New petition alleges corrupt cop Ronald Watts framed 15 men

SUN-TIMES MEDIA WIRE - More than a dozen men who claim they were framed by corrupt Chicago Police Sgt. Ronald Watts and officers on his South Side unit want their convictions overturned, according to a petition filed this week in Cook County Criminal Court.

The 15 defendants cited FBI reports on the investigation into Watts and his crew that date back more than eight years before Watts’ 2012 arrest, the Chicago Sun-Times is reporting.

Watts and fellow officer Kallatt Mohammed both were recorded stealing $5,000 from a federal informant, and in their guilty pleas admitted to routinely extorting money from drug dealers.

The petition, drafted by lawyers for University of Chicago’s Exoneration Project, also points to dozens of complaints filed with CPD alleging similar misconduct.

In each case, the men say they were shaken down for cash or drugs by the rogue officers, and were arrested on bogus charges if they refused to pay.

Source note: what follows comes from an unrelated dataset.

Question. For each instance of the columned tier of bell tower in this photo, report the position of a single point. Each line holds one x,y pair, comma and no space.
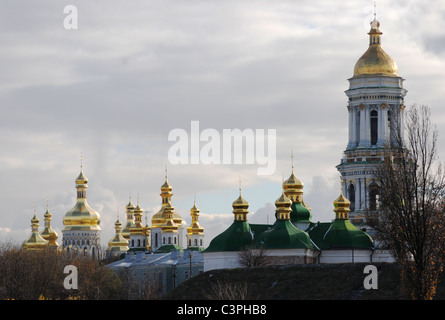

Each of the defendants had claimed they had been framed at the time of their arrests, which range from 2003 to 2008 – all dates before Watts was indicted, the petition said.

The most egregious claims come from Leonard Gipson, who said Watts’ and his fellow tactical team officers arrested Gipson three times after planting drugs on him.

Watts told Gipson he would arrest Gipson “every time he saw him” if he refused to pay him off, the petition alleges.

Watts had spotted Gipson in the first incident, and planted drugs on Gipson and arrested him, the lawsuit says. Five months later, Gipson had posted bond and visited the Wells projects and, Watts again allegedly planted drugs on Gipson and told him, “Let’s see if you can bond out on this.”

Gipson filed a complaint with CPD and fought the charges, telling his story to a judge in hopes of having the evidence against him thrown out.

The judge ruled that the officers were more credible, and Gipson pleaded guilty to the charges, the petition states.

In 2007, two years after Gipson had been released from jail, he ran into Watts’ crew again, and again was arrested after the officers planted cocaine and heroin on him, the petition states.

In the last two years, five people had their convictions dropped in cases that relied on testimony from Watts and members of his tactical unit, and the city of Chicago paid out $2 million to Shannon Spalding and Daniel Echevarria, two CPD officers who claimed their careers suffered because they worked with the FBI to take Watts down.